The RNA-seq data and ChIP-seq data from this study have been uploaded to the Gene Expression Omnibus (GEO) database (GSE116018).
Genome-wide mapping of ERα binding reveals RAD51 as a direct target in EOC cell lines
ERα in EOCs shows a strong expression compared to other cancers (Figure S1A) and a mild overexpression compared to ovary surface epithelium (Figure S1B), whereas its expression is decreased in most other cancers (Figure S1C). This is consistent with the previous finding that ERα is strongly expressed in EOC . The availability of genomic data has led to the dispute over the representative EOC cell lines . We used the most updated genomic data and confirmed that SKOV3 is a representative cell line by having the characterized TP53 mutation and a wildtype and strong expressing ERα (Figure S1D). ChIP-seq analysis identified 44,770 ERα binding sites in SKOV3 cells, of which only 7.6% are overlapped with the binding sites in MCF7 cells (Figure 1A), which might imply a tissue-specific ERα bindings.

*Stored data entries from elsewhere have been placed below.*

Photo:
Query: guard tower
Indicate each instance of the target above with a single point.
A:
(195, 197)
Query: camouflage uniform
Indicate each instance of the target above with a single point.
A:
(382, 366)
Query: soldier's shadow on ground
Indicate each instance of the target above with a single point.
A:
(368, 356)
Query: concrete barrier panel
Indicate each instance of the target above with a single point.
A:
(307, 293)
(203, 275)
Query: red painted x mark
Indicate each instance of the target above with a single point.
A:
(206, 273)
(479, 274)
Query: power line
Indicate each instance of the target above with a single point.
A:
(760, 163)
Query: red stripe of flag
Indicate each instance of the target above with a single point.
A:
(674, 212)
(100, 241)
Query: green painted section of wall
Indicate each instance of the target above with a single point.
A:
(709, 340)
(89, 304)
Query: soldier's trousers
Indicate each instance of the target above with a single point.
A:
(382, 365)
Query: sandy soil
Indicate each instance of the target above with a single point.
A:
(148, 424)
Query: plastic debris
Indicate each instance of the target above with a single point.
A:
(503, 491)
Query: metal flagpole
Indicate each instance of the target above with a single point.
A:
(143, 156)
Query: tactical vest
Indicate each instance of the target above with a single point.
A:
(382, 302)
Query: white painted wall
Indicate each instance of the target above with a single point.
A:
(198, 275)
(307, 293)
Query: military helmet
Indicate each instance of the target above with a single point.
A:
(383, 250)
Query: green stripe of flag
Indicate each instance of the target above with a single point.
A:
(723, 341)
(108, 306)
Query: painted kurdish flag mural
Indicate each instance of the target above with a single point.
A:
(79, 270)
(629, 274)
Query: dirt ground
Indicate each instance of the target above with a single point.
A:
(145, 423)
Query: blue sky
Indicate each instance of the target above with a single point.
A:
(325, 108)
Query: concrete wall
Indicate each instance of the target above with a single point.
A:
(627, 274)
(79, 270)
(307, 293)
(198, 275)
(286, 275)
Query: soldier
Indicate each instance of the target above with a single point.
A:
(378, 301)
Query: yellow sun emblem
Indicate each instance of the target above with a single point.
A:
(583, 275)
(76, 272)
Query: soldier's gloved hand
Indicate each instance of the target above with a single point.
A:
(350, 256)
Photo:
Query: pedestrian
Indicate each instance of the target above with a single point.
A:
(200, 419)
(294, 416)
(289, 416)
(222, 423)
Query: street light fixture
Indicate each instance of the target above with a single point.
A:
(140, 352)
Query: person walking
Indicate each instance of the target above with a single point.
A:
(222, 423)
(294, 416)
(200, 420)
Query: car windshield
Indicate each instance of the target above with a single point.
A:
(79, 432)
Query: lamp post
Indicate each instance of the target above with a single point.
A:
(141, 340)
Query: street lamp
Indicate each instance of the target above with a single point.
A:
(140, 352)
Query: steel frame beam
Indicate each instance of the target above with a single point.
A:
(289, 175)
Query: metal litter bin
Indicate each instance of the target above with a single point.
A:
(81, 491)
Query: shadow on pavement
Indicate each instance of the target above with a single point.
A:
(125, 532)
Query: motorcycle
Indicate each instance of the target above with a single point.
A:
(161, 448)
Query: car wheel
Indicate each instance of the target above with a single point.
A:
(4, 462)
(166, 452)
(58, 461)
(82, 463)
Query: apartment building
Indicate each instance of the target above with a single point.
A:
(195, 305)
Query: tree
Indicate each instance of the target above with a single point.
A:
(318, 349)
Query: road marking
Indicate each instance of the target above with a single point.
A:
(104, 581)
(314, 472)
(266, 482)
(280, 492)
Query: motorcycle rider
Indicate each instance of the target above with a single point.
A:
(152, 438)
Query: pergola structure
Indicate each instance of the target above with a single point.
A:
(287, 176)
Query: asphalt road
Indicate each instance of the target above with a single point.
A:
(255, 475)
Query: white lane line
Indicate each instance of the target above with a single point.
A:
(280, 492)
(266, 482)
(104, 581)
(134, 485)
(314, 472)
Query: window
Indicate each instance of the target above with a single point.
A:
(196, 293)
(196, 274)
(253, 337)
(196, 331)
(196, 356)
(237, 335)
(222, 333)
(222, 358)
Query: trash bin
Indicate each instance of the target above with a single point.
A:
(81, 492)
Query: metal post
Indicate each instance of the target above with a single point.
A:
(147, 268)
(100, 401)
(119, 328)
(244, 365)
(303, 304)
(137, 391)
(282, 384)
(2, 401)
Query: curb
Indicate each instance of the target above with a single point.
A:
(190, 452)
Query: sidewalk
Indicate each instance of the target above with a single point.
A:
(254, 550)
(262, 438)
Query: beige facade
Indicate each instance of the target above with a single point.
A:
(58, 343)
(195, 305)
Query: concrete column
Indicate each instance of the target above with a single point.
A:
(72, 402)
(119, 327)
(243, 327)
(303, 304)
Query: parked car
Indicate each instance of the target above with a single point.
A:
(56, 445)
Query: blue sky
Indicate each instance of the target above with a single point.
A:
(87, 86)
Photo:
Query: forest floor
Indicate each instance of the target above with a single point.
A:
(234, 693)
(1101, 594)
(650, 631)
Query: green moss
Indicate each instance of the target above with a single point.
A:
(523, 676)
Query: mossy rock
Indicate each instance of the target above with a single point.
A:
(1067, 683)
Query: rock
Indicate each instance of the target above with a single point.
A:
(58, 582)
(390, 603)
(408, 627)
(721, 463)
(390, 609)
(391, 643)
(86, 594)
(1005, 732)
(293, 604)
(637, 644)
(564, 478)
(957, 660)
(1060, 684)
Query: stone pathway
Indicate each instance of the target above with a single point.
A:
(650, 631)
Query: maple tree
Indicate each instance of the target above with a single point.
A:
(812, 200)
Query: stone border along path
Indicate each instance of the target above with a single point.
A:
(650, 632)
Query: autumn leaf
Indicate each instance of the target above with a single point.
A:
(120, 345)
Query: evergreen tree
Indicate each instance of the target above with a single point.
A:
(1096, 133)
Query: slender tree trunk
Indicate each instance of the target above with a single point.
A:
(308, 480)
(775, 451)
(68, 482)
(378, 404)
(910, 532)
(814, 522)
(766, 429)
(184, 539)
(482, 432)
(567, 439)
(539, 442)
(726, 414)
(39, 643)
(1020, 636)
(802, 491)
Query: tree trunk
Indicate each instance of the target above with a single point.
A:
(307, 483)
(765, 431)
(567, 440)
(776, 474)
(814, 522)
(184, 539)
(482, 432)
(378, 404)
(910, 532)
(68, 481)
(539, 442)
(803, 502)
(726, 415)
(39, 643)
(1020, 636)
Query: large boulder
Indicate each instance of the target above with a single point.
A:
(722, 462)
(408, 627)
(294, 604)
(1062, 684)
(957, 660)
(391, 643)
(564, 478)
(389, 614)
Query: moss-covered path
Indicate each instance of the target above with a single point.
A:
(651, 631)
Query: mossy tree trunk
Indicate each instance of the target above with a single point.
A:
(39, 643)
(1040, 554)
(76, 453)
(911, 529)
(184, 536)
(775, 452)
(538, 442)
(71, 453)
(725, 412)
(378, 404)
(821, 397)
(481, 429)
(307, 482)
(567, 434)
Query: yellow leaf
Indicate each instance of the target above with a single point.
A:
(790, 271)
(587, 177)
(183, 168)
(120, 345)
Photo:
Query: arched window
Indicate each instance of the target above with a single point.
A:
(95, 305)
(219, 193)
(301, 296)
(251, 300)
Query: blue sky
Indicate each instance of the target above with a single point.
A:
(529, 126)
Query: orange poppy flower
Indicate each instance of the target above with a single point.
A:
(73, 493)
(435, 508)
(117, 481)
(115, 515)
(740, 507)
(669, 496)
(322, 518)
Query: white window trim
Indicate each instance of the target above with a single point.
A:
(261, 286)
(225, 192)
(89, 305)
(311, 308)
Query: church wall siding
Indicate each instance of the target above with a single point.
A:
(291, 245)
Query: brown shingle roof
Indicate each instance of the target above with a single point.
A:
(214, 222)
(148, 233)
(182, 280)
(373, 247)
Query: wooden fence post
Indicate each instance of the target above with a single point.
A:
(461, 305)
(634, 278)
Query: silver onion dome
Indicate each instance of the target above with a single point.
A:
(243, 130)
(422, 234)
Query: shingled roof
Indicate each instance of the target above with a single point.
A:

As expected, motif analysis of ERα bindings in MCF7 indicated a classical model characterized by the enrichment of classical ERE and GATA3 motif (Figure 1A and Figure S2A). However, in SKOV3 AP-1 motif is highly enriched in ERα bindings, implying the predominant non-classical regulatory mechanism of ERα. De novo motif discovery further confirmed this difference (Figure 1B). To confirm this in tumor samples, we analyzed the corresponding gene expressions and found that the pioneer factors of classical model , GATA3 and FOXA1, are silenced in EOCs, whereas AP-1 coding genes are overexpressed in EOCs in comparison to ERα+ breast cancer (Figure 1C and Figure S2B). To understand the biological meaning underlying this difference, we performed the genomic region enrichment analysis, which showed a highly distinct functional enrichment of ERα bindings in SKOV3 (Figure S2E). Interestingly, AP-1 mediated transcriptional regulation and DNA damage response were significantly enriched. Given the clinical importance of HRR in EOC, we specifically examined the core HRR genes, and surprisingly found that most of them have the ERα binding on the promoter region, including RAD51, ATR, BRCA1, PALB2, and FA genes. Figure 1D shows an example of estrogen-inducible ERα binding at the transcriptional start site (TSS) of RAD51, which has been confirmed by ChIP-qPCR in SKOV3 and another high-grade serous ovarian cancer (HGSC) cell line HO8910 (Figure S2C-D). However, no such ERα binding was observed in MCF7 cells (Figure 1D and Figure S2C).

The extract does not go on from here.